The acquisition provides Supreme with access to a purpose-built, state-of-the-art, accredited, automated contract manufacturing facility that opened only 18 months ago and cost almost £1.2m to build.
Supreme plans to keep the facility operational from its site near London and expects the facility will increase Supreme’s wellness manufacturing capacity by around 40%.
CEO Sandy Chadha commented: “We are delighted to have completed this acquisition, which provides our fast-growing Sports Nutrition & Wellness division with the manufacturing capacity required to meet growing demand.
“We have used FoodIQ in the past to manage capacity requirements in our Sports Nutrition & Wellness division so are familiar with their capability.”
Elsewhere today, Revolution Bars Group said it had traded positively over the important festive season, but is shutting eight bars due to cost pressures.
Group like-for-like sales for the four weeks from 4 to 31 December were up 9%, the best festive period since 2019.
Revolución de Cuba and Peach Pubs performed well, and whilst the Revolution brand traded positively on a like-for-like basis over the festive period, its guests continue to be disproportionately impacted by the current macroeconomic conditions.
The group said that, whilst it delivered a strong festive trading period, the macroeconomic trading environment continued to be challenging, and the prospect of the statutory 10.8% increase in the national living wage in April 2024 increases the challenge.

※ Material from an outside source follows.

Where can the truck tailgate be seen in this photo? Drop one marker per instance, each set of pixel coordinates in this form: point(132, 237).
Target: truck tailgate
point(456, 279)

Consequently, eight of the Group’s least profitable bars will be closed to reduce future site losses. The closed bars are: Revolution Bars in Beaconsfield, Derby, Reading, St Peters Liverpool and Wilmslow; Revolución de Cubas in Sheffield and Southampton; and the Playhouse in Newcastle-Under-Lyme.
Negotiations for five of the eight bars had already begun for them to be transferred to other operators or their leases rescinded.
The group is currently working through redeployment plans to enable those team members affected to be offered alternative employment elsewhere in the Group. It will continue to operate 58 bars and 22 pubs.
Rob Pitcher, CEO of Revolution Bars Group, said: “We have had the best festive trading period for four years with all of our brands recording positive like-for-like sales and Revolución de Cuba being the standout performer.
“However, our younger customers are still feeling the disproportionate effect of the cost of living crisis and the national living wage will increase materially in April 2024. Therefore, we have taken the difficult yet ultimately beneficial step for the Group to close several bars which are unprofitable.
“Our teams do a terrific job in making guests welcome and giving them a great experience and again we have demonstrated that when our customer base can afford to do so, they are choosing to celebrate with us, and we have delivered record levels of guest satisfaction. This should bode well for the future.”
On the markets this morning, the FTSE 100 is down 0.6% to 7,673.6pts.
Risers this morning include Science in Sport, up 7.8% to 13.5p, Glanbia, up 2.6% to €15.18, and Greencore, up 1.4% to 98.5p.
Fallers include Diageo, down 2.3% to 2,744p, THG, down 1.6% to 72.9p, and Deliveroo, down 1.5% to 129.1p.
Yesterday in the City
The FTSE 100 closed up 0.5% at 7,723.1pts yesterday to recover some of the lost ground from the first two days of trading in 2024.
Risers included Naked Wines, up 6.2% to 60p, Glanbia, up 5.7% to €14.80, McBride, up 3% to 88.6p, C&C Group, up 2.9% to 149.6p, Cranswick, up 2.4% to 3,902p, Fever-Tree, up 2% to 1,007p, and Sainsbury’s, up 1.6% to 308.2p.
The few fallers included Britivic, down 0.9% to 840p, Tate & Lyle, down 0.8% to 661.5p, Coca-Cola Europacific Partners, down 0.8% to €60.50, and Bakkavor, down 0.7% to 84p.